Polen – Entdeckungsreise auf den Spuren der europäischen Geschichte, Teil 12: Wrocław / Breslau 3
Jüdisches Leben und junge Kunst
Donnerstag, 26. Juli: Das „Viertel der vier Tempel“
Nach dem Mittagessen schlenderten wir hinüber ins benachbarte „Stadtviertel der gegenseitigen Achtung - Dzielnica Czterech Wyznań“, auch „Viertel der vier Tempel“ genannt. Dort liegen ein protestantisches, ein russisch-orthodoxes, ein katholisches und ein jüdisches Gotteshaus jeweils kaum 300 Meter voneinander entfernt. Seit 1996 arbeiten die Geistlichen der vier Gotteshäuser in einem gemeinsamen Rat zusammen, um die Verständigung zwischen den Religionen zu fördern. 2005 wurden die Gotteshäuser durch einen „Kulturpfad“ verbunden. Das gesamte Stadtviertel steht unter Denkmalschutz. Wenn man wie wir aus der Richtung des Rynek kommt, begrüßt einen am Eingang zum Viertel an der Ecke Kasimir-der-Große-Straße/St.-Antonius-Straße (uliza Kazimierza Wielkiego/uliza św. Antoniego) die Skulptur einer jungen Tänzerin. Ihr Kleid schmücken Umrisse der Kontinente. Die „Kristallplanet“ genannte, 2012 eingeweihte Bronzefigur der ortsansässigen Künstlerin Ewa Rossano symbolisiert die Einheit der Welt, trotz religiöser und kultureller Unterschiede. Ganz im Sinne von religiöser und gesellschaftlicher Vielfalt, Toleranz, Begegnung und Verständigung laden die rund um die Skulptur gruppierten steinernen Sitzbänke dazu ein, auszuruhen, einander näher und miteinander ins Gespräch zu kommen.

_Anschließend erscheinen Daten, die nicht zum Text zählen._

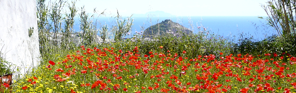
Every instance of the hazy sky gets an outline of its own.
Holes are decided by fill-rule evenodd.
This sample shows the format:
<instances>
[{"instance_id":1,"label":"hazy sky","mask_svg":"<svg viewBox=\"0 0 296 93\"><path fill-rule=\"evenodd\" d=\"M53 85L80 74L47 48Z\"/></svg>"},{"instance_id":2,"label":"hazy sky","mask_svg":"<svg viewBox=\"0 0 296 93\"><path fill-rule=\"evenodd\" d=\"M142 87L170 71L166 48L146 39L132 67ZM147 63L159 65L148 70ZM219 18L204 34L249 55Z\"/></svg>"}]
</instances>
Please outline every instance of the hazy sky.
<instances>
[{"instance_id":1,"label":"hazy sky","mask_svg":"<svg viewBox=\"0 0 296 93\"><path fill-rule=\"evenodd\" d=\"M77 7L84 5L88 12L94 8L99 12L106 9L111 15L117 15L117 8L123 16L159 11L179 16L257 16L266 15L260 5L267 0L80 0Z\"/></svg>"}]
</instances>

Dazu tragen übers Jahr verstreut auch Kultur- und Bildungsveranstaltungen bei, darunter Konzerte, Ausstellungen und Filmfestivals. Das Publikum trifft sich in den zahlreichen im Viertel anzutreffenden Restaurants, Cafés, Kneipen und Musikclubs.
Die Synagoge zum Weißen Storch
Eher zufällig entdeckten wir bei unserem Bummel durch Seitenstraßen ein Schild, das auf die hinter einer Häuserfront mit spitz vorkragendem Türmchen verborgene Synagoge „zum Weißen Storch“ (polnisch: Synagoga pod Białym Bocianem) hinwies. Der ungewöhnliche Name leitet sich angeblich von einem Gasthaus zum Weißen Storch ab, das früher auf dem Grundstück stand. Ebenso ungewöhnlich wie der Name ist die Geschichte dieses 1829 eröffneten jüdischen Gotteshauses. Anders als die erst 1872 errichtete, viel größere und repräsentativere Große Synagoge wurde die Synagoge zum Weißen Storch nicht in der „Reichspogromnacht“ 1938 niedergebrannt. Ihre Rettung war, dass sie so dicht zwischen andere Häuser gebaut ist, dass die Nazis fürchteten, ein Feuer könnte auf die anderen Gebäude übergreifen. Dennoch wurde sie verwüstet, ihr Innenhof wurde als Sammelplatz für die in Todeslager abtransportierten jüdischen Einwohner Breslaus missbraucht und in ihren Räumen das den Ermordeten gestohlene Eigentum gelagert. Auch die polnischen Kommunisten verhinderten eine Wiedereröffnung, die erst im Jahr 2010, nachdem zuvor 14 Jahre lang restauriert worden war, stattfinden konnte. Heute werden in der Synagoge neben religiösen Feiern auch Konzerte, Theatervorführungen und kulturelle Treffen veranstaltet.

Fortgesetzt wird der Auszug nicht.